字幕翻訳家である戸田奈津子さんが、50周年のインタビューで、「“安堵”と訳したら、若い観客には難しいから“安心”に変えて欲しいと配給会社から言われた」と述べ、言葉が軽んじられる風潮に懸念を示していた。
8月1日の集会で、講師の北村小夜さんが、自著の本の制作過程で編集者との間で交わされた、若い世代に伝えるための注釈についてのやり取りを紹介。編集者が絶対必要と主張したのが、「撃ちてし止まん」だった。あの時代を生きた者たちにとって、その言葉は巷に溢れ呪文のように渦巻き、人々を戦争という狂気へと駆り立てた。敗戦から75年。その言葉は今や注釈を必要とする。
私はこの夏、この「撃ちてし止まん」という言葉が、戦争の記憶として刻まれた美術作品に出会った。

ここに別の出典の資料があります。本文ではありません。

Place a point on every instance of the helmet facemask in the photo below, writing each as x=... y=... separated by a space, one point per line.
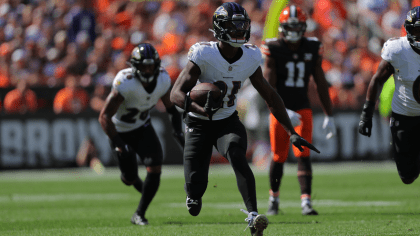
x=293 y=32
x=145 y=63
x=413 y=34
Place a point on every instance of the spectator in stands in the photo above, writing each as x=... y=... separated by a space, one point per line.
x=83 y=20
x=72 y=98
x=20 y=100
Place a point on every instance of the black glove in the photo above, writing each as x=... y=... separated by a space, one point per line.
x=211 y=105
x=365 y=124
x=298 y=142
x=121 y=147
x=179 y=137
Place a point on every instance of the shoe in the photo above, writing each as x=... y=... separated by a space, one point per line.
x=308 y=210
x=256 y=223
x=137 y=220
x=273 y=208
x=193 y=206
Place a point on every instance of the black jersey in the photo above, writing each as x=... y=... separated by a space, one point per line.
x=293 y=69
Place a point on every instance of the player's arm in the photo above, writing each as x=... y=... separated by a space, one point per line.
x=384 y=71
x=112 y=103
x=175 y=117
x=322 y=87
x=276 y=106
x=187 y=79
x=270 y=72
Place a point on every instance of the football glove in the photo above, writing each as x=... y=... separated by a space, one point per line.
x=121 y=147
x=329 y=127
x=294 y=117
x=298 y=142
x=211 y=105
x=365 y=124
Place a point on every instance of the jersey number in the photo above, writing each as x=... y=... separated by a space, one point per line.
x=223 y=86
x=130 y=117
x=291 y=68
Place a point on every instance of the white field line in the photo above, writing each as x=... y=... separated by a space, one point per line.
x=177 y=171
x=62 y=197
x=289 y=204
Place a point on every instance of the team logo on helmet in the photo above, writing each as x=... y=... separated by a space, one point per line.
x=220 y=11
x=136 y=54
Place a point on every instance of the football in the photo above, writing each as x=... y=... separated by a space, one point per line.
x=199 y=93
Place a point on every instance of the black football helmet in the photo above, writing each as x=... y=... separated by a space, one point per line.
x=145 y=54
x=231 y=24
x=412 y=21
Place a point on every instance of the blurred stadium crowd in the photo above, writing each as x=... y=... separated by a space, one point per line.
x=77 y=46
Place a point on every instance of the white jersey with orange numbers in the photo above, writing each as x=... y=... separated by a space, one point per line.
x=134 y=110
x=406 y=63
x=215 y=69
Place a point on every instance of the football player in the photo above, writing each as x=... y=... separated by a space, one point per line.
x=226 y=63
x=400 y=57
x=125 y=119
x=290 y=61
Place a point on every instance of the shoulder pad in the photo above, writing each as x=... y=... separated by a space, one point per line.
x=313 y=39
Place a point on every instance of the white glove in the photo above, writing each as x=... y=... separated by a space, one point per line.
x=294 y=117
x=329 y=127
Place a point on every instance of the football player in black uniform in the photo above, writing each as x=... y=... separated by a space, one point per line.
x=226 y=63
x=400 y=57
x=125 y=118
x=290 y=62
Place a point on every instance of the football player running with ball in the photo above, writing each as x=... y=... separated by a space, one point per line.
x=400 y=57
x=125 y=119
x=290 y=62
x=227 y=64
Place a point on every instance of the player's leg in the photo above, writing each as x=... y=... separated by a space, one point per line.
x=197 y=155
x=405 y=142
x=280 y=150
x=127 y=162
x=232 y=144
x=304 y=163
x=149 y=149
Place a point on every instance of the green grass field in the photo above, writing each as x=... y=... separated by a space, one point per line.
x=364 y=198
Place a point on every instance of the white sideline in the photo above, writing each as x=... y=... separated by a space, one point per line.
x=63 y=197
x=288 y=204
x=176 y=171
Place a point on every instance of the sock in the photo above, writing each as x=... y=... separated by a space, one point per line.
x=150 y=187
x=276 y=174
x=274 y=196
x=306 y=199
x=138 y=185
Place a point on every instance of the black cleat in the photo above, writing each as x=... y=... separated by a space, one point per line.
x=138 y=220
x=273 y=208
x=193 y=206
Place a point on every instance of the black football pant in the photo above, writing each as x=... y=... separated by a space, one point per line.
x=230 y=139
x=146 y=144
x=406 y=142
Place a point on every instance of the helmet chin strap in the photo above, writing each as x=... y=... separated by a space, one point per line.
x=293 y=36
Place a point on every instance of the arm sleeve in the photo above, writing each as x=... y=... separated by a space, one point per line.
x=387 y=52
x=196 y=56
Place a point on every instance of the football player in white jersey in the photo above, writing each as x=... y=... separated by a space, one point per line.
x=125 y=119
x=401 y=57
x=227 y=64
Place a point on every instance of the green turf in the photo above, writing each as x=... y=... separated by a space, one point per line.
x=352 y=199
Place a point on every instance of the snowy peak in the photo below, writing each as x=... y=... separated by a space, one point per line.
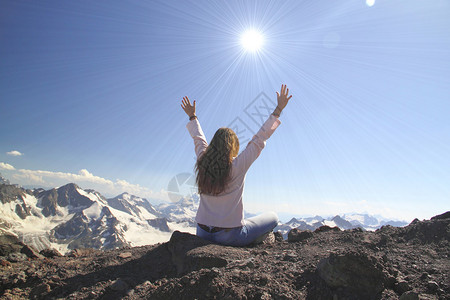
x=68 y=196
x=133 y=205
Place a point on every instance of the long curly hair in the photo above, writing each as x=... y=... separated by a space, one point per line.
x=213 y=167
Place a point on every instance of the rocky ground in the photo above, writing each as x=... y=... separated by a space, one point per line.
x=392 y=263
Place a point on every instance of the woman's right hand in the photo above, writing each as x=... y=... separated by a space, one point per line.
x=283 y=97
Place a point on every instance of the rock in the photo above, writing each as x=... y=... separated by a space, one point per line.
x=40 y=290
x=119 y=285
x=50 y=253
x=30 y=252
x=354 y=272
x=432 y=286
x=5 y=263
x=443 y=216
x=17 y=257
x=125 y=255
x=402 y=287
x=326 y=228
x=190 y=252
x=270 y=239
x=79 y=252
x=278 y=236
x=296 y=235
x=410 y=295
x=9 y=243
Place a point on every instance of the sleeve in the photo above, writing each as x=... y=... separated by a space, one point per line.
x=196 y=132
x=255 y=146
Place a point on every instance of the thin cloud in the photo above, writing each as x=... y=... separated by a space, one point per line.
x=14 y=153
x=86 y=179
x=5 y=166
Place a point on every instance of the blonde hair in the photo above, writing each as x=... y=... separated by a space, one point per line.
x=213 y=167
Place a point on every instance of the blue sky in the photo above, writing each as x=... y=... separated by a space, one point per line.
x=91 y=93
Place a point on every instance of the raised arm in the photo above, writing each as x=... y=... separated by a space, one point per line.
x=283 y=99
x=258 y=142
x=188 y=108
x=194 y=127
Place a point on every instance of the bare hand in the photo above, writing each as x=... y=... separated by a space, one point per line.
x=187 y=107
x=283 y=97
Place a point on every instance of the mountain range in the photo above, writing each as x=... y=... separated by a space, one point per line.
x=69 y=217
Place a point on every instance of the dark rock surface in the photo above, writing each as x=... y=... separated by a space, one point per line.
x=391 y=263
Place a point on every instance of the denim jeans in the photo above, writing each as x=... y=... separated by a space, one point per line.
x=254 y=228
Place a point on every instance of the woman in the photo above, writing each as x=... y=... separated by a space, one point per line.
x=220 y=176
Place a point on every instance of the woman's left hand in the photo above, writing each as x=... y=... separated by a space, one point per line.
x=187 y=107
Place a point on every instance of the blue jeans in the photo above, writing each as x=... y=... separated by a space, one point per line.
x=254 y=228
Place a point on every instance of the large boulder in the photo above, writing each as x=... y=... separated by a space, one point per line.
x=354 y=272
x=190 y=253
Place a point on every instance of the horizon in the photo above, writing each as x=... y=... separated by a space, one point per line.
x=283 y=216
x=91 y=94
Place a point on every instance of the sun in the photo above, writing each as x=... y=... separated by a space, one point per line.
x=252 y=40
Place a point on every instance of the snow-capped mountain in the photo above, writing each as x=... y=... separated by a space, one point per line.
x=344 y=222
x=69 y=217
x=183 y=211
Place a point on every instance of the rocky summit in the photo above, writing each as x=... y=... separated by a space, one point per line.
x=410 y=262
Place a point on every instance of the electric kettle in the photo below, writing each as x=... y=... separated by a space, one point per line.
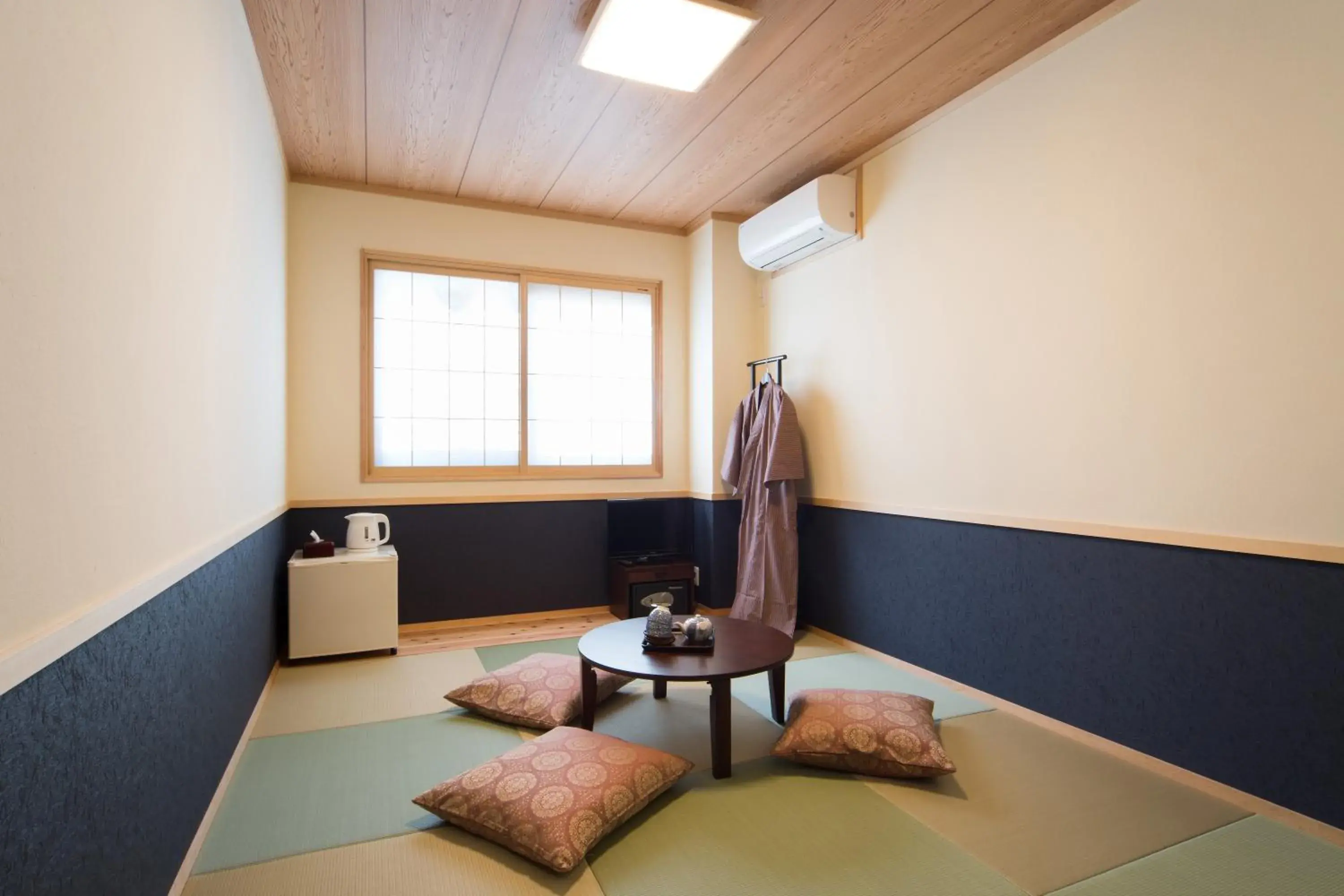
x=363 y=532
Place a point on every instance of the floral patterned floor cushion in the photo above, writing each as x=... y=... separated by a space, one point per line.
x=542 y=691
x=558 y=796
x=873 y=732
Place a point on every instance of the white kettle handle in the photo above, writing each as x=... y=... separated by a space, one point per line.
x=388 y=527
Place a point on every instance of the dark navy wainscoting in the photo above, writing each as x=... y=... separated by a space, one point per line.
x=111 y=755
x=1226 y=664
x=715 y=524
x=467 y=560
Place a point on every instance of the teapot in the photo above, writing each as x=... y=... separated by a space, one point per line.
x=367 y=531
x=697 y=629
x=658 y=628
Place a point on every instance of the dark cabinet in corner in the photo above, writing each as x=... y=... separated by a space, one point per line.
x=632 y=579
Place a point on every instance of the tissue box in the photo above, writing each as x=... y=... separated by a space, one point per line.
x=319 y=550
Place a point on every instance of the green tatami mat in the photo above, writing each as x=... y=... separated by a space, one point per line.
x=853 y=671
x=681 y=723
x=353 y=692
x=1250 y=857
x=299 y=793
x=810 y=644
x=502 y=655
x=1047 y=810
x=776 y=829
x=445 y=862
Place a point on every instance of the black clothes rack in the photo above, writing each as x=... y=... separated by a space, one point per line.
x=779 y=367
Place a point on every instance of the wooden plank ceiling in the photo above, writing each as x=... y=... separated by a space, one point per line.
x=483 y=100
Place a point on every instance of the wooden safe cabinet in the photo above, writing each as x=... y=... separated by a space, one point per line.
x=635 y=578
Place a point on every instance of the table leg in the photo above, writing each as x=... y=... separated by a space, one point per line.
x=721 y=726
x=588 y=675
x=777 y=694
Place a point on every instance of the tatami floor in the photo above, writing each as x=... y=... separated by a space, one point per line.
x=320 y=801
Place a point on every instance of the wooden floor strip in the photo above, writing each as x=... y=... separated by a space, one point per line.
x=425 y=638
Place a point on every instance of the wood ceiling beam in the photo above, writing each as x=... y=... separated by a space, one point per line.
x=312 y=58
x=842 y=56
x=432 y=65
x=541 y=108
x=644 y=128
x=988 y=42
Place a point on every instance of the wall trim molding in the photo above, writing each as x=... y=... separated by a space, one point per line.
x=1209 y=542
x=482 y=499
x=1195 y=781
x=189 y=862
x=26 y=659
x=484 y=205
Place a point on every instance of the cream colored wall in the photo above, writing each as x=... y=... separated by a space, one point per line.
x=142 y=279
x=327 y=230
x=738 y=320
x=1111 y=289
x=701 y=417
x=726 y=332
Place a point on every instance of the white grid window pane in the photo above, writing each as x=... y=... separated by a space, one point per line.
x=590 y=377
x=500 y=397
x=502 y=440
x=468 y=443
x=429 y=444
x=543 y=307
x=431 y=396
x=500 y=304
x=500 y=350
x=393 y=394
x=467 y=349
x=393 y=295
x=576 y=310
x=431 y=388
x=636 y=444
x=392 y=343
x=467 y=397
x=432 y=302
x=638 y=401
x=543 y=443
x=392 y=443
x=429 y=350
x=607 y=443
x=468 y=300
x=608 y=393
x=638 y=314
x=607 y=311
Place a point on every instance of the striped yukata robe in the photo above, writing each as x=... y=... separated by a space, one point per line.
x=762 y=461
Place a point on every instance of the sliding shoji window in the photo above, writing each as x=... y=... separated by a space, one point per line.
x=491 y=373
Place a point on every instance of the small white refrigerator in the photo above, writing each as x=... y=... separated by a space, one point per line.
x=346 y=603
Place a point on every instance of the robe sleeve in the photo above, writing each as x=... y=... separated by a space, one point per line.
x=785 y=445
x=732 y=470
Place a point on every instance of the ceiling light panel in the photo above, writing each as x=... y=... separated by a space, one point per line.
x=670 y=43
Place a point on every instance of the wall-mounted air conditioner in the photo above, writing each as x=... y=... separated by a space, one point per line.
x=811 y=218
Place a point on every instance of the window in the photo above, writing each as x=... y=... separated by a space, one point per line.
x=476 y=371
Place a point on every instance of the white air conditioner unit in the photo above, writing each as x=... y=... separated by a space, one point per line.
x=811 y=218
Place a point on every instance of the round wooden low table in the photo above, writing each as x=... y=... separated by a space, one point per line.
x=740 y=649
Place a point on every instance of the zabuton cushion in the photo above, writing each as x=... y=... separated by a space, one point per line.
x=871 y=732
x=558 y=796
x=541 y=691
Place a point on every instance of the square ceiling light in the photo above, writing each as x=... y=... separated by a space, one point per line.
x=670 y=43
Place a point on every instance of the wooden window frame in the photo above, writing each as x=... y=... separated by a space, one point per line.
x=371 y=261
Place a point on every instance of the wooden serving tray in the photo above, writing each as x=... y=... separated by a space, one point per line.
x=679 y=645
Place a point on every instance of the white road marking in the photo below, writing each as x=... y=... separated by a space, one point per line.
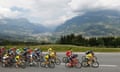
x=100 y=65
x=108 y=66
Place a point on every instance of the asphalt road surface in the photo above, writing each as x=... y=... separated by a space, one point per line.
x=109 y=62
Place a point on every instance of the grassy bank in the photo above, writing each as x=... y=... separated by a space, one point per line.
x=63 y=48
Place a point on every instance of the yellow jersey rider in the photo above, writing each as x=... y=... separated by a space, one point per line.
x=47 y=57
x=51 y=52
x=17 y=60
x=89 y=56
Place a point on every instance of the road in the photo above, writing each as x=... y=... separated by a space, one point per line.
x=109 y=62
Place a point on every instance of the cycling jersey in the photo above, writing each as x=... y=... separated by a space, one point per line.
x=88 y=56
x=17 y=58
x=69 y=53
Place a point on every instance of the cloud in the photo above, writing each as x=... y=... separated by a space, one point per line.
x=52 y=12
x=86 y=5
x=7 y=13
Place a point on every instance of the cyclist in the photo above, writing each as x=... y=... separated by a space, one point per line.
x=5 y=58
x=69 y=54
x=18 y=51
x=89 y=56
x=17 y=60
x=50 y=50
x=47 y=58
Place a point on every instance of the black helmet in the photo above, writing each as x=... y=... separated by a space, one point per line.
x=89 y=51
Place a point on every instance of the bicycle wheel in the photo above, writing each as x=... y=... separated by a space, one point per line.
x=57 y=61
x=84 y=64
x=78 y=65
x=67 y=65
x=83 y=58
x=65 y=59
x=95 y=64
x=51 y=65
x=23 y=65
x=42 y=64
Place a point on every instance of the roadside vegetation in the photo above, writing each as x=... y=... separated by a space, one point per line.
x=63 y=48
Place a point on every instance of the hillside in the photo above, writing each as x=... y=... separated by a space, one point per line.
x=93 y=23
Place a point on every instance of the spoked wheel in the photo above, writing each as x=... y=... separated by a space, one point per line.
x=23 y=65
x=67 y=65
x=83 y=58
x=57 y=61
x=65 y=59
x=51 y=65
x=78 y=65
x=84 y=64
x=3 y=65
x=42 y=64
x=95 y=64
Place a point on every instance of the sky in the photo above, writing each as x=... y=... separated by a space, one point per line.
x=52 y=12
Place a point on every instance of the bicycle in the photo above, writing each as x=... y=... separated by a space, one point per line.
x=94 y=63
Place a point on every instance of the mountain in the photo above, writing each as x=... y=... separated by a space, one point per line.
x=93 y=23
x=19 y=29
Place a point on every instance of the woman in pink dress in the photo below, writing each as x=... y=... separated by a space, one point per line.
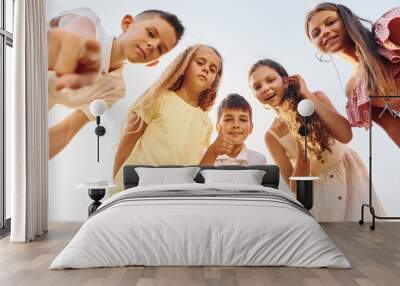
x=375 y=55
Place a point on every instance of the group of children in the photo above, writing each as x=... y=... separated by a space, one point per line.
x=169 y=123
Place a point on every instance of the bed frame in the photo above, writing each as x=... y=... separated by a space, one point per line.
x=270 y=179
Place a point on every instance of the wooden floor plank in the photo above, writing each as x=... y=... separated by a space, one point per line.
x=374 y=255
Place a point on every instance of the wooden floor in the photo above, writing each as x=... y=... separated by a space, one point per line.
x=374 y=255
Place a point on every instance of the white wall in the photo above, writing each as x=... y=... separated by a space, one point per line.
x=243 y=32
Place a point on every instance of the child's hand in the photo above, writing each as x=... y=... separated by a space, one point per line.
x=222 y=145
x=75 y=59
x=299 y=82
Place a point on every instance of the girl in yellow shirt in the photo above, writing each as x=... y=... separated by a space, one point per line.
x=169 y=124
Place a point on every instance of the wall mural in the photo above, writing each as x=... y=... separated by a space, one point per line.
x=176 y=91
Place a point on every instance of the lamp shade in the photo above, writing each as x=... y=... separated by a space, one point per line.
x=98 y=107
x=305 y=107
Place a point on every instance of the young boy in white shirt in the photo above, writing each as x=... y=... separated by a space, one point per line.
x=234 y=122
x=144 y=39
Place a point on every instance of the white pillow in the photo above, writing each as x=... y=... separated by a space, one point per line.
x=163 y=176
x=248 y=177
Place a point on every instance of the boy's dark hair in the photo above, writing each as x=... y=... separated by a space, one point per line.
x=235 y=101
x=172 y=19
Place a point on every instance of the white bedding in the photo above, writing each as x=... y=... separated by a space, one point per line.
x=182 y=231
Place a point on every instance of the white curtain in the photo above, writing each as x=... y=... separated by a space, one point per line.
x=26 y=119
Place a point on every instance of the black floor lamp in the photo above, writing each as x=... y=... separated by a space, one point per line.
x=369 y=205
x=97 y=108
x=304 y=185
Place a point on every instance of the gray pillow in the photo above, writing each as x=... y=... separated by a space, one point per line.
x=165 y=176
x=248 y=177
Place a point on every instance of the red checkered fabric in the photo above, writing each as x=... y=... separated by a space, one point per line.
x=358 y=103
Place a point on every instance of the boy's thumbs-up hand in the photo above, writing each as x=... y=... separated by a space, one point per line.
x=75 y=59
x=222 y=145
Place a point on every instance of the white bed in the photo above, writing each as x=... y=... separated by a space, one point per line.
x=223 y=225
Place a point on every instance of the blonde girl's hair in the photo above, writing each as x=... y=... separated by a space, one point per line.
x=172 y=79
x=374 y=67
x=320 y=137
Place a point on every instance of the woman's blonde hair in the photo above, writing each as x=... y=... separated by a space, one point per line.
x=374 y=67
x=172 y=79
x=320 y=137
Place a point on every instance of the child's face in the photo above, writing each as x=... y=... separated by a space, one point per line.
x=328 y=33
x=147 y=39
x=268 y=86
x=235 y=124
x=202 y=70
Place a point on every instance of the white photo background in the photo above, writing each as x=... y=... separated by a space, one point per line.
x=243 y=32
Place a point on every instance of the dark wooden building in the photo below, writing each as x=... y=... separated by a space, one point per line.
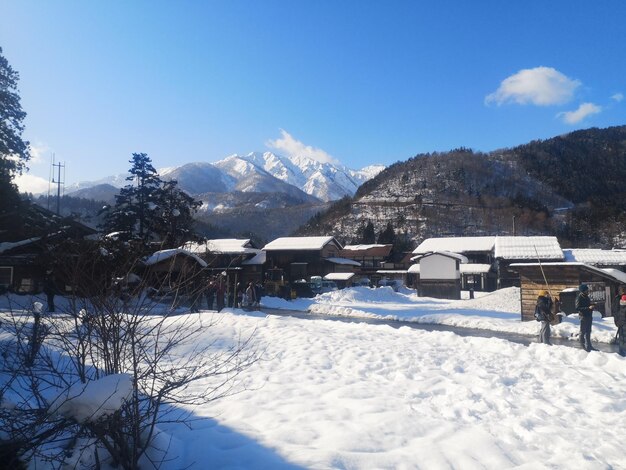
x=303 y=257
x=563 y=280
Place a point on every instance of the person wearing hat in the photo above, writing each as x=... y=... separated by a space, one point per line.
x=542 y=313
x=620 y=321
x=584 y=307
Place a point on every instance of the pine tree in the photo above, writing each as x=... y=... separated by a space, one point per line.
x=151 y=209
x=174 y=219
x=388 y=235
x=369 y=234
x=14 y=151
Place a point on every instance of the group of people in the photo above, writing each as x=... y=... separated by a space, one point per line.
x=219 y=295
x=584 y=306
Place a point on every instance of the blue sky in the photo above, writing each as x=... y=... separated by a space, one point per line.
x=361 y=82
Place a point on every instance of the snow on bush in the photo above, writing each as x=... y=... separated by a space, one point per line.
x=90 y=401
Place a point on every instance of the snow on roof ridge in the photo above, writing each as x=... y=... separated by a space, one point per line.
x=162 y=255
x=299 y=243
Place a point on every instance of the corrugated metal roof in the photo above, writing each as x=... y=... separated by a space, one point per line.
x=163 y=255
x=221 y=245
x=474 y=268
x=528 y=248
x=299 y=243
x=338 y=276
x=357 y=251
x=346 y=261
x=596 y=256
x=456 y=244
x=447 y=254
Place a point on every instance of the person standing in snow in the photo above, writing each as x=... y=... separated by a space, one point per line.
x=219 y=294
x=210 y=294
x=543 y=311
x=619 y=316
x=584 y=307
x=49 y=288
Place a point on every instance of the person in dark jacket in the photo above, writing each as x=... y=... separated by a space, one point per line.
x=50 y=289
x=620 y=321
x=584 y=307
x=543 y=313
x=210 y=294
x=220 y=291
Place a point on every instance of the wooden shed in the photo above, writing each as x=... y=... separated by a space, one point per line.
x=440 y=275
x=564 y=279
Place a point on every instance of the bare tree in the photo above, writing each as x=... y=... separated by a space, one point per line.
x=115 y=330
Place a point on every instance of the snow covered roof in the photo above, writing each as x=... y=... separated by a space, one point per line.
x=7 y=246
x=448 y=254
x=221 y=245
x=414 y=268
x=596 y=256
x=528 y=248
x=345 y=261
x=377 y=251
x=456 y=244
x=616 y=273
x=259 y=258
x=338 y=276
x=162 y=255
x=300 y=243
x=474 y=268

東京都現代美術館で9月27日まで開催されている「いまーかつて 複数のパースペクティブ」展の岡本信治郎による「ころがるさくら・東京大空襲」である。1933年生まれ、70代で取り組んだパノラマ。リズムが聞こえてきそうなポップな作品。おどろおどろしさは微塵もない。けれどもそこには、天皇、詔勅、南京大虐殺、アウシュビッツなどの文字がびっしりと並ぶ。羅列された文字はアジア太平洋戦争の記憶を呼びさます。若い人たちの姿が多い。彼らはこの作品をどのように受け止めているのだろう。
浜田知明、鈴木賢二。敗戦直後から十年間上野の地下道に眠る人々をデッサンした佐藤照雄の「地下道の眠り」らは私を引きつける。藤田嗣治の「千人針」も展示。
会場は1階、2階にまたがる。お時間あればおすすめです。